Setting and Hook (introduce conflict)
Rising action (conflict intensifies)
Dialogue, action, description
Falling action/Resolution
Conclusion: Reflect on experience and
strive for a thesis (observation about
what you learned from the
experience)
4 How it
concluded
1 Where
When
Who
Issue of
moral
conflict
3 What I
learned
2 What
how
Example
Life or death, sickness or health, loyalty or betrayal, honesty or falsehood: all of these pairs of
opposites might make readers think of marriage vows. To make a vow is to make a promise. To break
that promise is to demonstrate to the world a message about one’s ethics. I got stuck on the notion of
sickness and health. I began to think about books I’ve read and reconsidered one of my favorites. It is a
book about sickness and about health. It is not about marriage, but it is about a vow that Dr. Paul
Farmer believes every member of the human race makes to his or her fellows. In the book Mountains
Beyond Mountains, author Tracy Kidder introduces readers to Paul Farmer, an unusual and brilliant man,
who made significant changes in the health care available to the poor in Haiti. He also became a leader
in the World Health Organization, pioneering treatments for drug-resistant tuberculosis. The moral
issues raised by the story are two-fold. First, does every human being deserve health care? Second,
does having a resource – like knowledge or wealth – bequeath one with the moral responsibility to use
that resource to benefit the world.
But first, let me share with you that Paul Farmer’s parents were weird. Very weird. They raised
him and his sisters at times on a broken down school bus and at other times on a sail boat. For long
stretches, he did not attend regular school and when he did, he was so focused on learning and set
apart from his peers by his advanced knowledge that he was a straight up outcast. He went to Harvard
on a full scholarship, became a doctor, and became a teaching doctor at Johns Hopkins medical center.

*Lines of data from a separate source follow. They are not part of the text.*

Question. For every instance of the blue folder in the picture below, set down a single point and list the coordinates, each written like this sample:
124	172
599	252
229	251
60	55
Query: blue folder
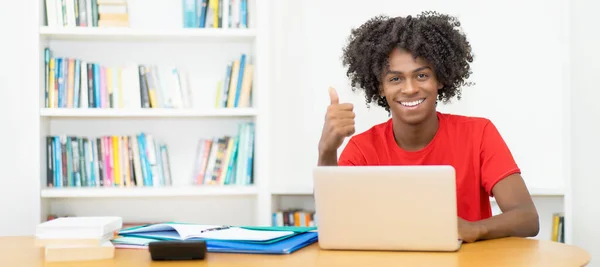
285	246
301	238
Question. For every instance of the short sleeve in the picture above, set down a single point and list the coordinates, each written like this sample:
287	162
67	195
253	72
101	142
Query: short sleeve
351	155
497	161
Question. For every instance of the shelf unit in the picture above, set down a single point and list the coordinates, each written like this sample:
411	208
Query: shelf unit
181	128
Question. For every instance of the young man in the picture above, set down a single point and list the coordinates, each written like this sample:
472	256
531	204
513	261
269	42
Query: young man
406	65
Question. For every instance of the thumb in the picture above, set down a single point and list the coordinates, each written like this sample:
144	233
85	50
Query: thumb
333	96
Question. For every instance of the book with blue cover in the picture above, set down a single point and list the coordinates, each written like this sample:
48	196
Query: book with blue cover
225	239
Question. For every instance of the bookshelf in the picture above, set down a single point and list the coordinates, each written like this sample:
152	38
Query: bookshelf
280	182
188	68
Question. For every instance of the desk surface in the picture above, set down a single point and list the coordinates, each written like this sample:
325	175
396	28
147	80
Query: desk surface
20	251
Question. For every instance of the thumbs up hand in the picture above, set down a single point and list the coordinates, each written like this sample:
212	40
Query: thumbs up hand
339	124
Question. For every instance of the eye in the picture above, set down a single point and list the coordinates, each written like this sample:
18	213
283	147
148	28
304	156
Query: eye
422	76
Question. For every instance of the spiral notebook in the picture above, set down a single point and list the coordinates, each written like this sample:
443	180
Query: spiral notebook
226	239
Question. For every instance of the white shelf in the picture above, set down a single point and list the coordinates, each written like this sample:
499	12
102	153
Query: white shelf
293	190
149	113
306	190
111	192
133	34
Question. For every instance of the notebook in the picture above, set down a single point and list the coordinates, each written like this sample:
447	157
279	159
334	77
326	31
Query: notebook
225	239
180	231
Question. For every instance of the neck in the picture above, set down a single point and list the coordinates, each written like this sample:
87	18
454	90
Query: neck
412	137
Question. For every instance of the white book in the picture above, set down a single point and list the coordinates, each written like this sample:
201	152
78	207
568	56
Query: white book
78	227
58	253
84	98
51	14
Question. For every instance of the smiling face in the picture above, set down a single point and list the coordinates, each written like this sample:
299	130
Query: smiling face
410	88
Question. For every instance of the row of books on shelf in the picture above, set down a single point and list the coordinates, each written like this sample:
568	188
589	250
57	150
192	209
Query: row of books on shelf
294	217
143	160
215	14
558	227
226	160
107	161
86	13
77	83
235	89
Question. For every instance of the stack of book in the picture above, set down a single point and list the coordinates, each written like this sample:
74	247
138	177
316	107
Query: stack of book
220	238
113	13
78	238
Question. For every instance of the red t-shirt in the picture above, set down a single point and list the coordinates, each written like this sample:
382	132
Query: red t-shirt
473	146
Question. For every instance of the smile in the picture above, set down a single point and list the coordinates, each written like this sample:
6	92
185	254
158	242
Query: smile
412	103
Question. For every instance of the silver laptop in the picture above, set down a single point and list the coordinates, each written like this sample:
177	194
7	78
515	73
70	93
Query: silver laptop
400	208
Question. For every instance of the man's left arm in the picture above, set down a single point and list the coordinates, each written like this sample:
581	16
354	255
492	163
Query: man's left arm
519	216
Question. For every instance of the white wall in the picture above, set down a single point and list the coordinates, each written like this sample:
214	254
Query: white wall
585	127
19	128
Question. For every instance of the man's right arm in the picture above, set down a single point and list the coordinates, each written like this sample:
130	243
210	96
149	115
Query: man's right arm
351	155
328	158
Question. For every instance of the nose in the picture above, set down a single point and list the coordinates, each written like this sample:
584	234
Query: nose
410	87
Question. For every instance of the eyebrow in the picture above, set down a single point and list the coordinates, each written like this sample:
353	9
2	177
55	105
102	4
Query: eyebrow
415	70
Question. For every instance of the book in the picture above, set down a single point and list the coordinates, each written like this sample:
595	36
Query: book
222	239
78	227
54	253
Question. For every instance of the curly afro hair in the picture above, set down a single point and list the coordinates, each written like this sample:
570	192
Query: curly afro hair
432	36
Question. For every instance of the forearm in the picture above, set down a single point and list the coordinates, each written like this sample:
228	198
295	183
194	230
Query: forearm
520	222
327	158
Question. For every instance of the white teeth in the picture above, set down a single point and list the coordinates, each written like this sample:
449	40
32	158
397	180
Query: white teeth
412	103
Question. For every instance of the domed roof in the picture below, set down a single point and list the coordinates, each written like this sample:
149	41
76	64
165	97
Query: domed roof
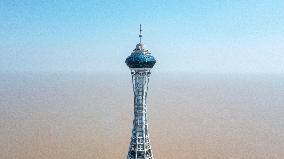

He also went to Haiti where he opened one and then several clinics. He would travel 8-20 miles to the
homes of his patients who lived in remote Haitian villages to make sure they took their medication.
Through this direct patient contact, he discovered that failure to take tuberculin medication had created
new and dangerous strains of TB which were resistant to all known drug combinations. He donated all
of his salary to run his clinics and lived a monastic lifestyle in simple accommodations while in Haiti.
When not in Haiti, he spent months teaching medical students in the States and months
traveling and speaking at the World Health Organization (WHO) conferences about the problem of
inflated prices for TB medication. He was influential in getting the WHO to establish fair and reduced
prices – as well as donations – of medication that helped reduce and eradicate TB in lesser developed
countries around the world. He was fueled and motivated to work tirelessly by what he saw as the
immoral pricing of life-saving medications by pharmaceutical companies.
In donating his salary, his time, and in dedicating every waking moment to his patients in Haiti,
his students at Johns Hopkins, and to the WHO member nations, Paul Farmer’s life is a resounding YES
to the question: Does having wealth or knowledge create a moral imperative for one to share it with
others? And on the question of deserving health, his work with leaders in health care around the world
to provide free medication to the poorest and sickest of the world demonstrates that one of his values is
health as a birthright. I agree with him wholeheartedly.
Recently, I read a story about a kid who was adopted from Guatemala and raised in Georgia.
He’s now seventeen. He was featured in a photo exhibition of adolescents around the United States. IN
his statement, he shared that he would have been dead if he stayed in Guatemala because at the age of
four months, he suffered a blood clot in his brain. American hospitals recognized and treated it right
away. Whether it’s an easily cured illness like tuberculosis or an emergency health situation like this
teen’s blood clot, I do believe that I and others need to help make access to life-saving medical
technology available to all human beings, regardless of where they are or what they earn.